A joyful and pleasant journey in the wonderful world of Answer Set Programming, with practice

The goal of this humble tutorial is to introduce Answer Set Programming (aka ASP) in ~30 minutes to beginners in declarative languages to show how to implement expert systems.

Introducing Answer Set Programming

Unlike imperative languages, declarative languages as ASP are not designed to depict algorithms, namely sequences of operations to perform to solve a problem, but to depict the problem itself and let a solver find solution(s) if there is any. ASP is more specifically used to solve Logical Problems, modeled using Predicates Logics.

Tools required for this tutorials

The dark art of propositional calculs

Let's jump now directly into a simple example of problem to be solved using ASP. Adlane, 11 years old and Bernadette, 2 years younger than Adlane, are respectively the son and daughter of Charles, who is their dad and 28 years older than Adlane, and Denise their mom 2 years younger than Charles. Charles himself is the son of Emmanuel, his 27 older dad, and Fatima, his mom, 4 years younger than Emmanuel. How to represent such family through predicates and automatically enumerate Adlane's grandparents? Finally, who is the oldest ?

We will first enumerate all the characters, using unary predicates:

people(adlane).
people(bernadette).
people(charles).
people(denise).
people(emmanuel).
people(fatima).

Those predicates are true, no matters the rest of the problem. In the same way, we will depict their relationships, using 2-arity predicates :

is_son_of(adlane,charles).
is_son_of(adlane,denise).
is_daughter_of(bernadette,charles).
is_daughter_of(bernadette,denise).
is_son_of(charles,emmanuel).
is_son_of(charles,fatima).

People familiar with ontologies might be familiar with 2-arity predicates as using such predicate to connect two elements can be used to depict knowledge in the same way as a triple store in ontology databases.
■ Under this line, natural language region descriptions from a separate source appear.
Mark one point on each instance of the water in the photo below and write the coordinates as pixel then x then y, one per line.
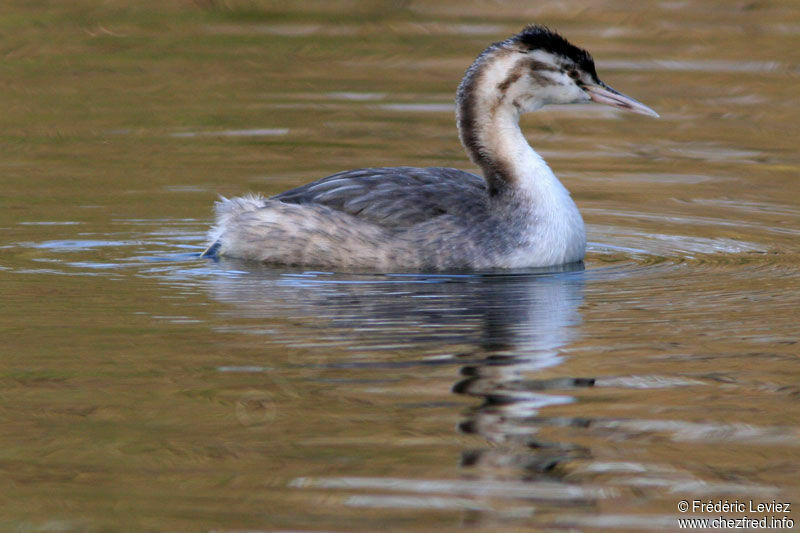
pixel 145 388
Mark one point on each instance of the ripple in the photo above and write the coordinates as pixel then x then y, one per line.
pixel 256 132
pixel 708 65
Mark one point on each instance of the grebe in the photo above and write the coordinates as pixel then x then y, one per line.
pixel 404 218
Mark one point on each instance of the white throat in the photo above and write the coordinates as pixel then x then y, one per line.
pixel 489 128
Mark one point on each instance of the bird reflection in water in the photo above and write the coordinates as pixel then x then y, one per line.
pixel 517 323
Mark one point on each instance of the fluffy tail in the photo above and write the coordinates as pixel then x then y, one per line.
pixel 225 210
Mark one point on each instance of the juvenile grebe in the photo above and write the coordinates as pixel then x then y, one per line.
pixel 405 218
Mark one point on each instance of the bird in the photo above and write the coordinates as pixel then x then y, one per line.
pixel 516 215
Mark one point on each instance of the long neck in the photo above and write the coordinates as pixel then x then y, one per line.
pixel 488 125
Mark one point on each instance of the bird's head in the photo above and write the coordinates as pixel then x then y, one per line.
pixel 538 67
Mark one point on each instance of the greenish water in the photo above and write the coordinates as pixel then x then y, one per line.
pixel 144 388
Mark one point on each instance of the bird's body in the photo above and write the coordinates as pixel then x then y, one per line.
pixel 405 218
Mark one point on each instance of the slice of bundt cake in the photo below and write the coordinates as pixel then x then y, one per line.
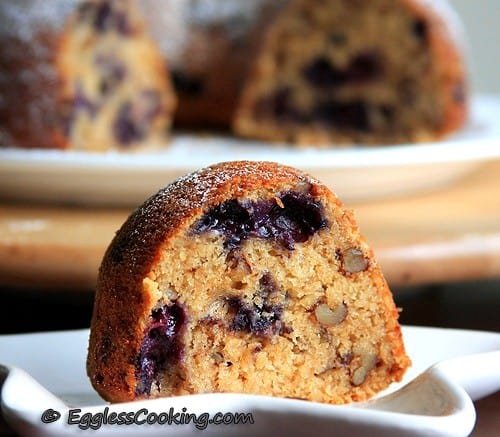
pixel 245 277
pixel 116 92
pixel 364 71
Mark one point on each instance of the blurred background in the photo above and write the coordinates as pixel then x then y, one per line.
pixel 460 289
pixel 482 21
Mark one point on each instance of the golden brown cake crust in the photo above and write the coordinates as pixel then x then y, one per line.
pixel 121 302
pixel 440 109
pixel 136 247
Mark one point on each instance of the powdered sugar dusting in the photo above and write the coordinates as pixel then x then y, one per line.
pixel 454 24
pixel 22 19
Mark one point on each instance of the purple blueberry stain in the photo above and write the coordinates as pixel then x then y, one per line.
pixel 294 219
pixel 79 104
pixel 104 16
pixel 111 72
pixel 134 118
pixel 161 347
pixel 126 128
pixel 345 116
pixel 261 317
pixel 321 74
pixel 187 85
pixel 419 29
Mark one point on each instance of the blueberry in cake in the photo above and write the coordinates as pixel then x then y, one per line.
pixel 247 277
pixel 116 92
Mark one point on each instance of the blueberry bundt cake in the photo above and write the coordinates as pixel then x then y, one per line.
pixel 116 92
pixel 243 277
pixel 81 75
pixel 29 32
pixel 364 71
pixel 301 71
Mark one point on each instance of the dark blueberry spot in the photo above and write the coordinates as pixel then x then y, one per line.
pixel 82 103
pixel 70 109
pixel 279 105
pixel 345 116
pixel 459 93
pixel 321 74
pixel 419 29
pixel 187 85
pixel 262 317
pixel 126 128
pixel 111 72
pixel 104 16
pixel 151 106
pixel 293 220
pixel 99 379
pixel 338 38
pixel 364 67
pixel 161 346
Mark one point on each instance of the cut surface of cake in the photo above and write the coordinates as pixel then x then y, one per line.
pixel 243 277
pixel 116 91
pixel 365 71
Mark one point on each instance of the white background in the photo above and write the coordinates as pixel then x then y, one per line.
pixel 482 23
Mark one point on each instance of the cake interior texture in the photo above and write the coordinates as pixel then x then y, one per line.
pixel 115 91
pixel 363 71
pixel 270 291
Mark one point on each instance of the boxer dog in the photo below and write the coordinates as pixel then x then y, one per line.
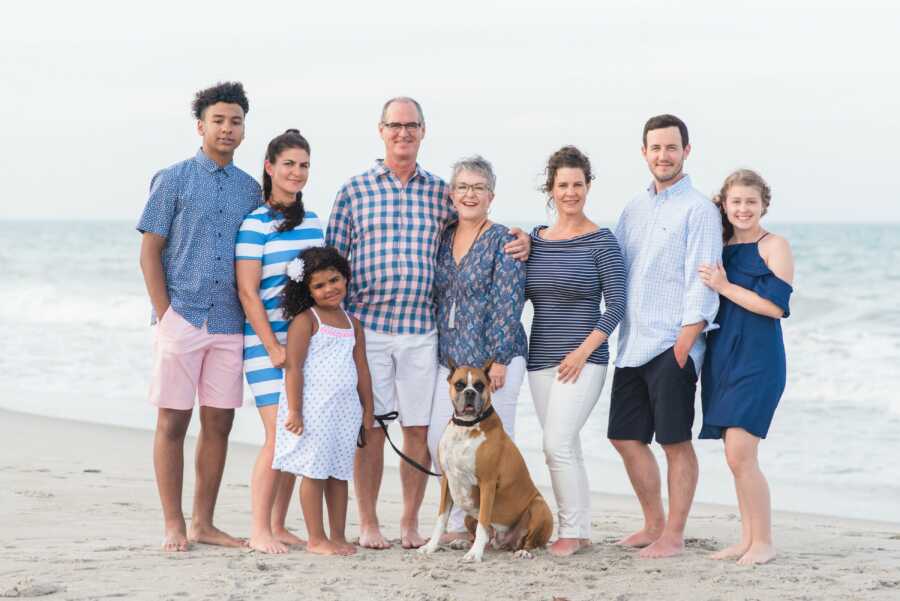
pixel 484 473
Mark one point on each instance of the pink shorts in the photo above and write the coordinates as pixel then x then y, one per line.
pixel 190 362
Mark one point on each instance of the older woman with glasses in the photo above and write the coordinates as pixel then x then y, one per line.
pixel 479 295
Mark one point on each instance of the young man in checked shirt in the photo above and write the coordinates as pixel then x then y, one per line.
pixel 388 221
pixel 666 233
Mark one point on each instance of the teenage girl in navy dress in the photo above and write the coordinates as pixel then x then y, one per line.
pixel 744 371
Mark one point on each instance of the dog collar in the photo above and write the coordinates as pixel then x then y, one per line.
pixel 480 418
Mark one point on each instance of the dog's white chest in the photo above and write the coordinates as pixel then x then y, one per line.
pixel 457 452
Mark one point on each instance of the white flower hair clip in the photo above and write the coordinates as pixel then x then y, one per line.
pixel 295 269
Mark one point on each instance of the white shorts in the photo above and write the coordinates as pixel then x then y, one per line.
pixel 404 370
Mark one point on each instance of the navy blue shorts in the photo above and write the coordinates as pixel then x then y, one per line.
pixel 654 398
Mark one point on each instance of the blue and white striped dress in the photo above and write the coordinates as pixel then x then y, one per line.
pixel 260 240
pixel 566 281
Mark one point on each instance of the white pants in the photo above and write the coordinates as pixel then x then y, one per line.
pixel 563 409
pixel 504 402
pixel 403 368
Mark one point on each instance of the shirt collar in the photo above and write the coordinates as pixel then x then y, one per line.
pixel 210 165
pixel 681 186
pixel 381 169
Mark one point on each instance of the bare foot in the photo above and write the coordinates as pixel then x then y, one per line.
pixel 371 538
pixel 449 537
pixel 343 547
pixel 323 547
pixel 640 539
pixel 267 544
pixel 210 535
pixel 758 553
pixel 664 546
pixel 564 547
pixel 732 552
pixel 285 536
pixel 411 539
pixel 175 539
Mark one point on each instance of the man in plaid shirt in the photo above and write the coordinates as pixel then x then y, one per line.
pixel 388 221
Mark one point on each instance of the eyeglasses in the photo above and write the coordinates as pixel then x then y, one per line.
pixel 412 127
pixel 478 189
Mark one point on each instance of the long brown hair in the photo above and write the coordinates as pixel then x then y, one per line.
pixel 295 212
pixel 741 177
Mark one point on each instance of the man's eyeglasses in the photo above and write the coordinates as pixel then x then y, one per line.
pixel 478 189
pixel 395 127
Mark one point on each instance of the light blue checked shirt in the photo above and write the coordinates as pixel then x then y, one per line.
pixel 665 237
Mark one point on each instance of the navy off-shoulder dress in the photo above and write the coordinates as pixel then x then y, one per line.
pixel 744 371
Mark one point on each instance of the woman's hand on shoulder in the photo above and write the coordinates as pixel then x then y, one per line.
pixel 520 247
pixel 714 276
pixel 776 252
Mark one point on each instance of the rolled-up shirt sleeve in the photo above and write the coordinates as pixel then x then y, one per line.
pixel 612 282
pixel 507 300
pixel 704 247
pixel 340 225
pixel 161 203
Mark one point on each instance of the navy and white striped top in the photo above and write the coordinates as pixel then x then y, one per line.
pixel 566 281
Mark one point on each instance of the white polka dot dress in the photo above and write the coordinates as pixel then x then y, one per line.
pixel 332 412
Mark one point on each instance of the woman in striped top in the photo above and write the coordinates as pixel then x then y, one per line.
pixel 574 265
pixel 269 238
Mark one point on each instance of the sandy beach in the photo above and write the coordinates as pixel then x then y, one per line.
pixel 81 520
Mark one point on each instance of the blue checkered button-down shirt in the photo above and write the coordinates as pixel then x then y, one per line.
pixel 391 234
pixel 198 208
pixel 665 237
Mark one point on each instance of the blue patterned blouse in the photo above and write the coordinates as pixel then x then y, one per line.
pixel 488 290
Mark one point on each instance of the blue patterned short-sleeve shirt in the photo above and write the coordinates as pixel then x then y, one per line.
pixel 198 207
pixel 479 302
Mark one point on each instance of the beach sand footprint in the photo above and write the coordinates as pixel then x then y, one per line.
pixel 28 588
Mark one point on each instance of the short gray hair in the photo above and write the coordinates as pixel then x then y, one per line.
pixel 478 164
pixel 412 101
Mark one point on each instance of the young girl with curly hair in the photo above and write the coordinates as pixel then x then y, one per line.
pixel 327 394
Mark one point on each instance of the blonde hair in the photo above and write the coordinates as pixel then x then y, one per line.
pixel 741 177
Let's now implement the predicate is_grandson_of, such that "a people A is the grandson of a people B iff A is the son of a people C is the son or daughter of B. In ASP we can write such predicate as :

is_grandson_of(A,B):- is_son_of(A,C), is_son_of(C,B).
is_grandson_of(A,B):- is_son_of(A,C), is_daughter_of(C,B).

Please notice a couple of elements here. First you can see the symbol ":-" that somehow can be understood as "if". This symbol means that the left part (head of the rule) is true if the right part (body of the rule) is true. Please note that it is a "if" and certainly not "iff" nor "if and only if". In the example shown above, A is the grandson of B if A is the son of C and C the son of B OR if A is the son of C and C the daughter of B. The second detail is that variables starts with a capital letter, where atoms starts with a small letter.

Negations

They are two negations in ASP : the strong and weak one.

To illustrate the use of negation, let's add few more people in the familly: Guillaume, another grandson of Emmanuel and Henry, guillaume's dad and Emmanuel's son.

people(guillaume).
people(henry).
is_son_of(guillaume,henry).
is_son_of(henry,emmanuel).

We would like to infer now all the cousins in the family. To do so, we can use various definitions. Let's explore few alternatives using different types of negations.

Alternative 1: using classical negation

A first intuitive definition of cousins might be "people sharing at least one grandparent, without being siblings". To implement that, we may directly implement relations such as.

-siblings(guillaume,adlane).
-siblings(guillaume,bernadette).
-siblings(A,B):- -siblings(B,A).

cousins(A,B):- is_grandson_of(A,C), is_grandson_of(B,C), -siblings(A,B).
cousins(A,B):- is_granddaughter_of(A,C), is_grandson_of(B,C), -siblings(A,B).
cousins(A,B):- is_granddaughter_of(A,C), is_granddaughter_of(B,C), -siblings(A,B).
cousins(A,B):- cousins(B,A).

The main drawback of such approach is the need to declare every pair of people not being siblings, which will lead to combinatorial explosion if the familly gets bigger. To avoid such issue, we can look for the second alternatve.

Alternative 2: using default negation

Instead of declaring pairs of people not being siblings, we can declare siblings and check if such relation exists to see if they are cousins.

siblings(adlane,bernadette).
siblings(A,B):- -siblings(B,A).
cousins(A,B):- is_grandson_of(A,C), is_grandson_of(B,C), not siblings(A,B), A!=B.
cousins(A,B):- is_granddaughter_of(A,C), is_grandson_of(B,C), not siblings(A,B), A!=B.
cousins(A,B):- is_granddaughter_of(A,C), is_granddaughter_of(B,C), not siblings(A,B), A!=B.
cousins(A,B):- cousins(B,A).

Alternative 3 : exercice

We explored two possibilities to declare siblings (or non-siblings) but knowing already their parents, can you write a rule able to infer siblings and then list every cousins?